Lesson 3: Custody Is the Hard Part
The Phoenixd node holds the actual Bitcoin. The LNbits layer manages access. The Supabase layer tracks accounting. The Netlify functions expose the API. Four systems, each with its own failure mode. The hardest part isn’t any single component — it’s ensuring they stay consistent when one fails.
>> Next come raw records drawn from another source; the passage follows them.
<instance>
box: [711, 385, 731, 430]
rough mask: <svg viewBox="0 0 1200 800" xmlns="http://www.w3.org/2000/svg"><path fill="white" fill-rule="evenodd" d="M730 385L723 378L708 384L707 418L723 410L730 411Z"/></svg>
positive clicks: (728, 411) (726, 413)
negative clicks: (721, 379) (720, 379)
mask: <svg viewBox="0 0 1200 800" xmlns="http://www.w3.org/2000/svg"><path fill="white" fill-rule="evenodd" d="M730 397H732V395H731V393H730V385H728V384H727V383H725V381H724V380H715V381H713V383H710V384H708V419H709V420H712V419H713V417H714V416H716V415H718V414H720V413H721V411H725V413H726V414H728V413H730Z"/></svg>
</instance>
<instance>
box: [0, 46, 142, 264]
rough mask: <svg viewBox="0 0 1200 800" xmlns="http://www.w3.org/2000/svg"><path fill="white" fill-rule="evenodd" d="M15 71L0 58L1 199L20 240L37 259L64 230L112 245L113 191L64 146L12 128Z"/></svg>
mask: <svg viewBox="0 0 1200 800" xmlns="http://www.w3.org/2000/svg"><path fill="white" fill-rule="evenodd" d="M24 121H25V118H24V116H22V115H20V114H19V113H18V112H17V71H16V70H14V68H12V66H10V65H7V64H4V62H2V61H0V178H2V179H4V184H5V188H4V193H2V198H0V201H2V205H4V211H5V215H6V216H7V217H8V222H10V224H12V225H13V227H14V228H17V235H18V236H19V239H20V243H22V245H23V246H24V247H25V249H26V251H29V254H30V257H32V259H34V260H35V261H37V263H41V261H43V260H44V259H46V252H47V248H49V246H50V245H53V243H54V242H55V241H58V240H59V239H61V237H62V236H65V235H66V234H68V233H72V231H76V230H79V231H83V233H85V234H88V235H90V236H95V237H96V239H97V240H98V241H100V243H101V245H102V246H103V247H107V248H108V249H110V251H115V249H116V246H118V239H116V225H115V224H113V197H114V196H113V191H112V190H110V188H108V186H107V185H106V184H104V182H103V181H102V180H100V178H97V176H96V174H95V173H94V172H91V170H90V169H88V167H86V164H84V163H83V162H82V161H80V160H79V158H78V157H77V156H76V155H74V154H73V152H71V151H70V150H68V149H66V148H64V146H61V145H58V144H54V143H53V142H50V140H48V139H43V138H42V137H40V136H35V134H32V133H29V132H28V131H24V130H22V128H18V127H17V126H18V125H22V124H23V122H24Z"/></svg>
Lesson 4: Rate Limits Are Features
Without rate limits, a malfunctioning agent could create thousands of invoices per minute, each one consuming resources on the Lightning node. The 10/min limit on donate isn’t just abuse prevention — it’s infrastructure protection.
What’s Next
The donation system is the foundation. On top of it, we’re building:
- Agent missions — Agents spend treasury funds on defined tasks
- Social presence — Agents post to Nostr about their activities
- Email communication — Agents receive and respond to email
Each layer builds on the payment infrastructure. An agent that can earn, spend, communicate, and prove its identity operates with a degree of autonomy that wasn’t possible before permissionless payment rails existed.
Getting Started
- Read the LNbits API guide for wallet integration
- Study Lightning invoices for payment mechanics
- Try creating invoices in the code playground
- Explore balance checking for monitoring patterns
Four thousand sats. Four agents. One system that works without asking anyone’s permission.
That’s what sovereign infrastructure looks like.